В дальнем углу гостиной тихо сидели два полицейских, Уильямс и Рейнбэк. Первый постоянно стонал и прикладывал руку то к забинтованной голове, то к ноге. Третий полицейский, Шерт, молча стоял у окна и смотрел на тёмную дорогу, проходившую вдоль кукурузного поля. Шериф Хейзен полулежал на диване с закрытыми глазами, весь в бинтах, так что даже узнать его было трудно. Рядом с ним стоял агент ФБР Пендергаст, пристально наблюдавший за Уинифред Краус. А она, в свою очередь, злобно смотрела на них всех и дёргалась, пытаясь освободить руки. В этот момент её узкие глаза напоминали два красных огонька и отчётливо выделялись на фоне мертвенно-бледного лица.
В гостиной уже давно висела мёртвая тишина — никто не хотел начинать неприятный разговор.
— Я очень сожалею, мисс Краус, — первым нарушил молчание Пендергаст, — но ваш сын мёртв.
Она вздрогнула и застонала, как будто получив сильный удар по голове.
— Он погиб в пещере, — спокойно продолжал Пендергаст. — Это было неизбежно, так как он ничего не понимал и постоянно преследовал нас. На его счету десяток невинных жертв, и нам оставалось только покончить с ним раз и навсегда.
Уинифред стала ритмично раскачиваться в кресле взад-вперёд, повторяя одно и то же: «Убийцы, убийцы, убийцы». Правда, в её тоне укоризненные нотки уже исчезли, осталось лишь горькое сожаление и материнская печаль.
Кори встрепенулась и изумлённо посмотрела на Пендергаста.
— Её сын?
Тот повернулся к ней и развёл руками.
— Да, Кори, её сын. Если хотите знать, вы первая навели меня на эту мысль.
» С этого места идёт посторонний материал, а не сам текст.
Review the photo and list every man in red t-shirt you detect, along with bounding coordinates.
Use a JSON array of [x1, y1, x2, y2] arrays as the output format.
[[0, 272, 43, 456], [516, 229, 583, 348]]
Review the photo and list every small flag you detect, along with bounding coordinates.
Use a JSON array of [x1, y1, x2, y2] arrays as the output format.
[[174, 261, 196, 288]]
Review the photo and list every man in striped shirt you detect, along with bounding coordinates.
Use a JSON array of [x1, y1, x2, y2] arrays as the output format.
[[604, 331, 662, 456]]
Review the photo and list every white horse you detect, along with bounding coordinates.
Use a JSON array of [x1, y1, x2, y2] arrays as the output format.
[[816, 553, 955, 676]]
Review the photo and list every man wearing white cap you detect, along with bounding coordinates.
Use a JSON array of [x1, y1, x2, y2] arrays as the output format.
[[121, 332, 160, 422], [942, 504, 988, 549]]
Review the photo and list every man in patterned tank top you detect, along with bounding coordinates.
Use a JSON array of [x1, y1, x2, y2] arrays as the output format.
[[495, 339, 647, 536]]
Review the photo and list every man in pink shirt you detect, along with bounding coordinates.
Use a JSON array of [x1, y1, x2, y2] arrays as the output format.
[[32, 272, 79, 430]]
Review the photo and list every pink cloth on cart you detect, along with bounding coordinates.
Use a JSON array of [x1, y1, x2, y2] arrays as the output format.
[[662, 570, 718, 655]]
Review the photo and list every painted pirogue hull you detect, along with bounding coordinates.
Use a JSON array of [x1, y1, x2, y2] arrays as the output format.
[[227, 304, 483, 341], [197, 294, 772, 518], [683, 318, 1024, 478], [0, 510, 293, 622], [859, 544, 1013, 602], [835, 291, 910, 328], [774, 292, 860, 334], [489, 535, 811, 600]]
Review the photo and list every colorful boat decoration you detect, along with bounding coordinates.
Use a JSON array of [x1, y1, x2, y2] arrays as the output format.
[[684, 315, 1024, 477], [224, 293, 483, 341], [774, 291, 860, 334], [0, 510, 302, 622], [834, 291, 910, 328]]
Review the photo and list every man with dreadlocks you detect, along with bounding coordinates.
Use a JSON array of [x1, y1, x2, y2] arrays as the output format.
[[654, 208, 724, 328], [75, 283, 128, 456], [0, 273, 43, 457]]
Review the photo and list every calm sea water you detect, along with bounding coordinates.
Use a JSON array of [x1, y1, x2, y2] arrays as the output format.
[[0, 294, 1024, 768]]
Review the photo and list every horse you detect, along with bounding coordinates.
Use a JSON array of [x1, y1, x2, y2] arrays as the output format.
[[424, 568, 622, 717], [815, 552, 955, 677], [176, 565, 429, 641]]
Помните, как вы рассказывали мне о том, что в давние времена мисс Краус славилась своим… как бы сказать, довольно свободным поведением? Так вот, вполне естественно, что однажды она забеременела, и ей пришлось бы уехать из города, чтобы родить ребёнка в другом месте. — Посмотрев на Уинифред Краус, он сочувственно улыбнулся. — Но ваш отец не пожелал отсылать вас неизвестно куда, не так ли, мисс Краус? Он привык по-своему решать такие деликатные проблемы.
По испещрённому морщинами лицу старухи поползли слёзы, а потускневшие от горя глаза потемнели. Она кивнула, и в гостиной воцарилась гробовая тишина. Шериф Хейзен вздрогнул и застонал. Кори повернулась к нему и увидела, что он удивлённо моргает глазами, придерживая рукой окровавленную повязку на голове.
— Боже мой! — едва слышно пробормотал шериф, вперившись взглядом в хозяйку дома.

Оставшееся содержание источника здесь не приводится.